A reader writes:
I think a lot of President Bush's attempts to super-empower the presidency have to do with his perception of crisis stemming from 9/11.
I'm not endorsing Bush's policies -- I agree with a lot of your positions about the inherent antidemocratic dangers of his "Decider" presidency. But as a thought exercise, it's worth hypothetically changing the magnitude of 9/11 to test your positions.
What if 9/11 had been a nuclear attack? What if, instead of two towers in New York and one wing of the Pentagon getting destroyed, a Hiroshima-sized atomic bomb killed, say, 300,000 people in New York, in under one second? Studies have been made of these type of scenarios showing that the resulting crisis would not only engulf this country, but the entire world would ignite. From just one bomb.
If, for the past six years, we had been reeling from the aftermath of a nuclear attack, would your positions on Bush's policies and his flaunting the Constitution be identical to what they are now? Change the hypothetical scenario again -- make it 5 nukes, have 10 million people dead on 9/11. Or even bigger. In so doing, is there a line -- one that none of us really likes to think about -- where the crisis is so drastic, so desperate, that a Decider presidency that sanctions torture is inevitable? Where do you draw the line? And if you don't draw a line -- if you effectively say that there is no crisis possible that could justify a Decider presidency, are you being realistic?
If we were attacked on an unthinkable scale, I doubt that many people would be eager to watch Congress agonize and cat-fight over a response during a dire emergency. In times of crisis, people look to a strong man -- a decider. Crisis evokes fearful radicalism -- not a strict adherence to the rule of law, so easily countenanced during peaceful times.
I have to be honest with myself about that line. I don't know exactly under what dire circumstances that I might cross it. As it is, I stood with President Bush when he went into Iraq and Afghanistan, against the grain of my liberal background. Even with the comparatively small crisis created by plane attacks on 9/11, I was jarred enough to sanction some aspect of the "decider" presidency.

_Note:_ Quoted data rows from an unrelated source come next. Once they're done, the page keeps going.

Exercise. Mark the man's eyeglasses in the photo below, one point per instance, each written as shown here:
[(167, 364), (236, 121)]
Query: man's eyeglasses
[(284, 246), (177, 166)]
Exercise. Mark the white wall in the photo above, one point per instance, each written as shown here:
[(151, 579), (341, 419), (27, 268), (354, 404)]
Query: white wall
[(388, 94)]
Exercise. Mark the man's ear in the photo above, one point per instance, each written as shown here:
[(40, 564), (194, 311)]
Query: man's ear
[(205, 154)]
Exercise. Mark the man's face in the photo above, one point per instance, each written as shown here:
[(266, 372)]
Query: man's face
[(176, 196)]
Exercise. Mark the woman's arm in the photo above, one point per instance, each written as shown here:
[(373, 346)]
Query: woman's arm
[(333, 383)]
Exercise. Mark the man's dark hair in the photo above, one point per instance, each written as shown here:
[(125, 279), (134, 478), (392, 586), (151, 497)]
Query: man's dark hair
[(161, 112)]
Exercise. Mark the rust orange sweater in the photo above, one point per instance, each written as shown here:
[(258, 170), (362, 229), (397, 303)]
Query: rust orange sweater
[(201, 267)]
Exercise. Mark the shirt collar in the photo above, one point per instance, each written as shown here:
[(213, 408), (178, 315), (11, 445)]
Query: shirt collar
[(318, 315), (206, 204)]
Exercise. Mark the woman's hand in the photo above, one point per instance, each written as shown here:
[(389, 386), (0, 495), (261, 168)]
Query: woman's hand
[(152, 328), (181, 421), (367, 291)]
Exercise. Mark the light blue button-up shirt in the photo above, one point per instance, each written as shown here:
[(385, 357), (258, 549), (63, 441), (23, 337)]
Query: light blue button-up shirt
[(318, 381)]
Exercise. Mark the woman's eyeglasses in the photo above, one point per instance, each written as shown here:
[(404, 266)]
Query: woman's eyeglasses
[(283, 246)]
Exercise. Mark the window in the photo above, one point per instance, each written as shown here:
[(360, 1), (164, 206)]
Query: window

And so did you.
Raising the specter of rogue nuclear attacks has become the fodder of scare-mongers. It's cynical politics and low-minded to appeal to people's instinctive fear of mass annihilation. But that doesn't mean it's not possible, or not in the deck of cards. It just means we can't discuss the elephant in the room.
President Bush perceives what happened on 9/11 as though it really were a nuclear attack. He's attempting to manage a crisis on a much larger scale than it turned out to be. I think that explains nearly all his behavior since then. It's possible, if you or I woke up every morning to an intelligence briefing that lists the numerous credible plots and attempts to bring down the United States, that our perception of the crisis stemming from 9/11 might be inflated as well. We might also have a greater sense of existential crisis.
In the end, I don't know what else to tell you. As I said, I agree with a lot of your positions on this blog. But while reading your very reasoned, rational positions here, there's a little voice in me that says this is a salon debate that could so easily be made moot. So very quickly moot. I think that in President Bush, it's not a little voice -- it's a roaring lion.
I understand - and this is indeed the strongest defense of what he has done. In some ways, an excessive response in the days, even months, after 9/11 was understandable. And many of us gave this president the benefit of the doubt thereafter on exactly these grounds for exactly these reasons. But it has equally become clear that the possibility for an attack on this scale has been over-estimated. And the right response to more information is to adjust accordingly. It was also perfectly possible to seek a consensus on this in the Congress and to bring in the opposition party. It was possible to abandon the torture policy after it had been revealed to be counter-productive and illegal. To continue in this vein - against the violence - and to repeat the hysteria with respect to Iran after the fiasco of Iraq is not, in my judgment, merited by the true nature of the threat we face. It is an idee fixe, perpetuated by a fundamentalist psyche unable to seek evidence outside itself and its own ideology.
An emergency is not, by definition, a permanent state of affairs. If it is, then the American experiment in self-government is over; and the president should cop to it.